Défis / pistes d’amélioration
- Renforcement des accords bilatéraux ou multilatéraux de visa-liberté ou visa-à-l’arrivée.
- Amélioration de la coopération diplomatique ivoirienne, pour négocier de meilleures relations de mobilité.
- Investissements dans la réputation, la sécurité documentaire (lutte contre la fraude des pièces d’identité ou faux passeports) pour que d’autres pays aient davantage confiance et libèrent l’accès sans visa.
- Politiques nationales facilitant les voyages (ex : délivrance rapide des passeports, réduction des délais, digitalisation).
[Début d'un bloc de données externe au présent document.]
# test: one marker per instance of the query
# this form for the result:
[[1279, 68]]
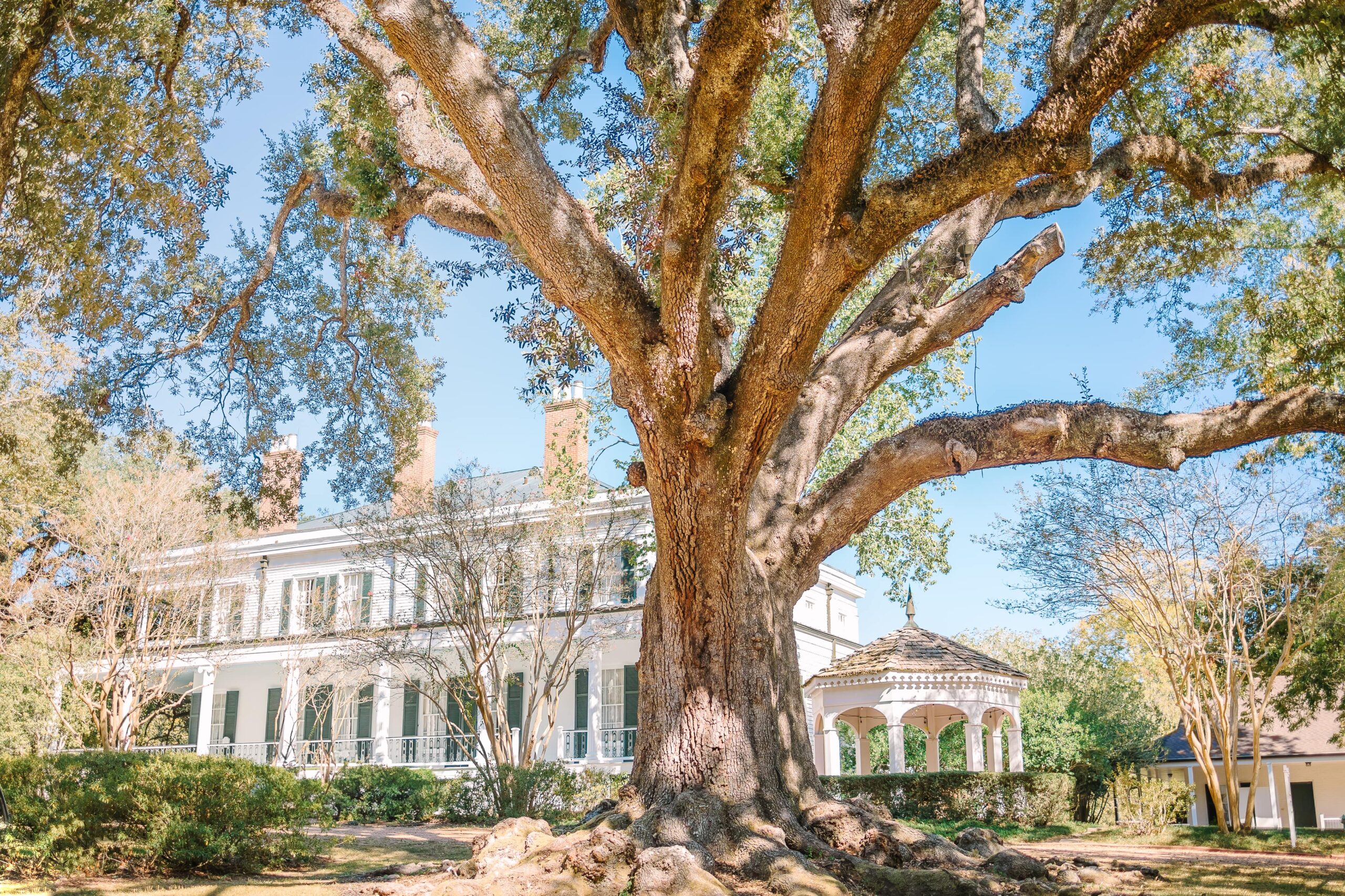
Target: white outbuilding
[[916, 677]]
Le passeport ne fait pas tout, mais il est un indicateur fort de l’influence diplomatique, de la stabilité, et du niveau d’ouverture de chaque pays. En Afrique, les nations insulaires comme les Seychelles ou Maurice bénéficient d’une position avantageuse : petites tailles, économies tournées vers l’étranger, tourisme, paix relative, bonne gouvernance, etc., ce qui leur facilite la négociation de facilités de voyage.
Pour la Côte d’Ivoire, le fait d’être dans le milieu-haut des classements est déjà une réussite. Mais si elle souhaite vraiment « peser » davantage en termes de mobilité internationale pour ses citoyens, elle devra maintenir et optimiser ses relations diplomatiques, améliorer la qualité de ses documents de voyage, et encore travailler sur les barrières administratives, les frais consulaires, etc.
Ainsi, en 2025, le passeport ivoirien est « lourd » dans une certaine mesure : pas parmi les cadors, mais suffisamment pour donner une marge de liberté. L’enjeu sera de la rendre plus forte encore.